Seberapa panas terlalu panas?
Dalam studi lain dari 200 tanaman jenis Di Vancouver, kami menemukan bahwa fotosintesis mulai rusak antara 40 dan 51 ° C. Selama kubah panas 2021, suhu melonjak hingga 49,6 ° C, mendorong tanaman ke batasnya.
Penelitian kami yang berkelanjutan menunjukkan bahwa 60 ° C mungkin merupakan tanaman suhu tertinggi dapat bertahan hidup – pada titik ini, protein rusak, yang menyebabkan cedera dan kematian sel. Hanya beberapa spesies gurun dan tropis yang pernah diamati bertahan pada suhu ekstrem.
Secara global, para peneliti bekerja untuk menentukan “titik kritis” di mana vegetasi Bumi melepaskan lebih banyak karbon dioksida daripada menyerapnya, beralih dari wastafel karbon ke sumber karbon. Perkiraan kami menunjukkan ini bisa terjadi sekitar 30 ° C, meskipun ketidakpastian utama tetap ada – terutama bagaimana mikroklimat dan ketersediaan air mempengaruhi fotosintesis di bawah panas yang ekstrem.

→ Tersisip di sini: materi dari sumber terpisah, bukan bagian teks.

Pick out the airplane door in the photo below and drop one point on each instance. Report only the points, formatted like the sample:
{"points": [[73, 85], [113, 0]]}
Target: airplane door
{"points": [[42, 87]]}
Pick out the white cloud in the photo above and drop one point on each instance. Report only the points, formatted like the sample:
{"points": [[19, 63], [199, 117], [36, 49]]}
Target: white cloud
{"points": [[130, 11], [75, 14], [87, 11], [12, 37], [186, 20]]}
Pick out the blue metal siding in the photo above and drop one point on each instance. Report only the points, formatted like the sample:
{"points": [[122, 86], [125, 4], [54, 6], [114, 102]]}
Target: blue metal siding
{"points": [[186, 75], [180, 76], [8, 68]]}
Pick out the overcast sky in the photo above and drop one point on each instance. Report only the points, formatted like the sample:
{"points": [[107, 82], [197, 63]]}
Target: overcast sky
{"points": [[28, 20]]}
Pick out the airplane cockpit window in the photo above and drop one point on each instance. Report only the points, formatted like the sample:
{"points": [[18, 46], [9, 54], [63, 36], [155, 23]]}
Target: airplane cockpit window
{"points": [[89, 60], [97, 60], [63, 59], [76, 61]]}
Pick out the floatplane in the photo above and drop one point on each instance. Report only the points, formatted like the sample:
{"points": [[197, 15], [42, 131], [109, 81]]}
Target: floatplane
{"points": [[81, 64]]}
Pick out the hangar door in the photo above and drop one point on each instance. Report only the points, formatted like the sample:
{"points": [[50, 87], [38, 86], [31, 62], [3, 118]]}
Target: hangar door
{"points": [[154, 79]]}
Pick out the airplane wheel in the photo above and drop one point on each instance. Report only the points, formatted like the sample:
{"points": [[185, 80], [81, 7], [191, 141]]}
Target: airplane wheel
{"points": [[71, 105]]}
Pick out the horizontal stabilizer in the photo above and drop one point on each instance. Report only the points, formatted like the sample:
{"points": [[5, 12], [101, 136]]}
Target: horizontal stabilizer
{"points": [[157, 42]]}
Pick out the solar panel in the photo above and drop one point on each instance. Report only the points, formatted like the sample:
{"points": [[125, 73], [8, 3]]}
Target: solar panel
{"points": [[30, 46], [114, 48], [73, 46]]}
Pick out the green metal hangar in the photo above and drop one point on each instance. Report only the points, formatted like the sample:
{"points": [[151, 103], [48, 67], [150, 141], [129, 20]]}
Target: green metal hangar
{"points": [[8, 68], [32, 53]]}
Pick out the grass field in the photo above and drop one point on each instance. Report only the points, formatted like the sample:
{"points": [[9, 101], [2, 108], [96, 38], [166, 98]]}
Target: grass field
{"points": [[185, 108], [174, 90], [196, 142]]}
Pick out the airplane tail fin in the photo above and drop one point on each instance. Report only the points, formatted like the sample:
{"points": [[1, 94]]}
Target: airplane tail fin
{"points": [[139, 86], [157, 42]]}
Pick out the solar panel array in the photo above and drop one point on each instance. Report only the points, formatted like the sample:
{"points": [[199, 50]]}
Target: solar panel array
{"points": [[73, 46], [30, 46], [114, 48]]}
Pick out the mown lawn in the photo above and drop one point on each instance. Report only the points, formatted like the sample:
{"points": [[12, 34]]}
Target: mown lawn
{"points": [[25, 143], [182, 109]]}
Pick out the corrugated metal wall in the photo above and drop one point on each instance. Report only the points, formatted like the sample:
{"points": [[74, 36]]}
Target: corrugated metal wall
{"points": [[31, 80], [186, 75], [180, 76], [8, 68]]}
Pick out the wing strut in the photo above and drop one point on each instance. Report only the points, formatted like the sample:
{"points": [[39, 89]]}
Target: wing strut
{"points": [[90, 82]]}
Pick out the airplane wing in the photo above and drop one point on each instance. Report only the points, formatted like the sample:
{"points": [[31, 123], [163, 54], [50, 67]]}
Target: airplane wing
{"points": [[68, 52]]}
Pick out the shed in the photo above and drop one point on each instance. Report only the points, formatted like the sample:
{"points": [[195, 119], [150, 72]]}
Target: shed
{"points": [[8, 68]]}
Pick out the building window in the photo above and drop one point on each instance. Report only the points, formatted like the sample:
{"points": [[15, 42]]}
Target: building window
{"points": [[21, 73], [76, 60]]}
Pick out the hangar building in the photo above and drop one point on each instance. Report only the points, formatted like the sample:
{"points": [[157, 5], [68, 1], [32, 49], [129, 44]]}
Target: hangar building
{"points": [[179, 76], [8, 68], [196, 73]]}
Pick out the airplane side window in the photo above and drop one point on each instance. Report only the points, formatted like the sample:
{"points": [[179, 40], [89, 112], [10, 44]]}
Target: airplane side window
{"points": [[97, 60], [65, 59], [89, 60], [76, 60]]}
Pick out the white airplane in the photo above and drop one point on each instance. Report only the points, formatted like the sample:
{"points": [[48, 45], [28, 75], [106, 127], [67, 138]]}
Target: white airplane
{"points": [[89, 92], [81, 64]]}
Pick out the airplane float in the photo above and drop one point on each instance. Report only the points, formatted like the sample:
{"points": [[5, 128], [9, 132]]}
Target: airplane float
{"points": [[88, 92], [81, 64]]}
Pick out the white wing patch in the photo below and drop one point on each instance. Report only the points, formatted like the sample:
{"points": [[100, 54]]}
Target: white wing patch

Dengan suhu global yang sudah rata -rata 16 ° C, memahami batasan -batasan ini sangat penting untuk memprediksi loop umpan balik iklim dan masa depan ekosistem Bumi di dunia yang hangat.
Apa yang bisa kita pelajari dari biospher buatan manusia?
Sebagai seorang rekan postdoctoral, saya bekerja di Biosphere 2, fasilitas penelitian yang awalnya dirancang sebagai sistem ekologis tertutup yang mandiri. Para peneliti, yang disebut Biospherians, disegel di dalam untuk percobaan dua tahun yang direncanakan untuk menguji apakah manusia dapat bertahan hidup tanpa oksigen atau pasokan eksternal. Tujuannya adalah untuk menguji konsep ini di Bumi, dengan gagasan mengirim kubah seperti itu ke luar angkasa suatu hari nanti. Namun, percobaan menghadapi tantangan yang tidak terduga: curing konkret menyebabkan penumpukan karbon dioksida, sementara isolasi yang berkepanjangan memicu tekanan sosial dan psikologis di antara para biosfer.
Biosphere 2 kemudian beralih ke pusat penelitian dan pendidikan publik, di mana saya mempelajari bagaimana suhu tinggi mempengaruhi tanaman di hutan hujan eksperimental.
Tanaman telah selamat dari pergeseran iklim selama ratusan juta tahun, tetapi semua spesies menghadapi batas atas yang ditetapkan oleh hukum fisika. Sementara beberapa tanaman dapat mentolerir suhu yang lebih tinggi lebih baik daripada yang lain, titik puncak yang tepat – dan seberapa cepat tanaman mungkin mencapainya – tetap tidak pasti. Tetapi berdasarkan pengukuran terbaru, kita mungkin lebih dekat dari yang kita pikirkan.
Referensi: “Suhu mengatur kontribusi relatif kutikula dan stomata terhadap konduktansi minimum daun” oleh Josef C. Garen dan Sean T. Michaletz, 14 Desember 2024, Phytologist Baru.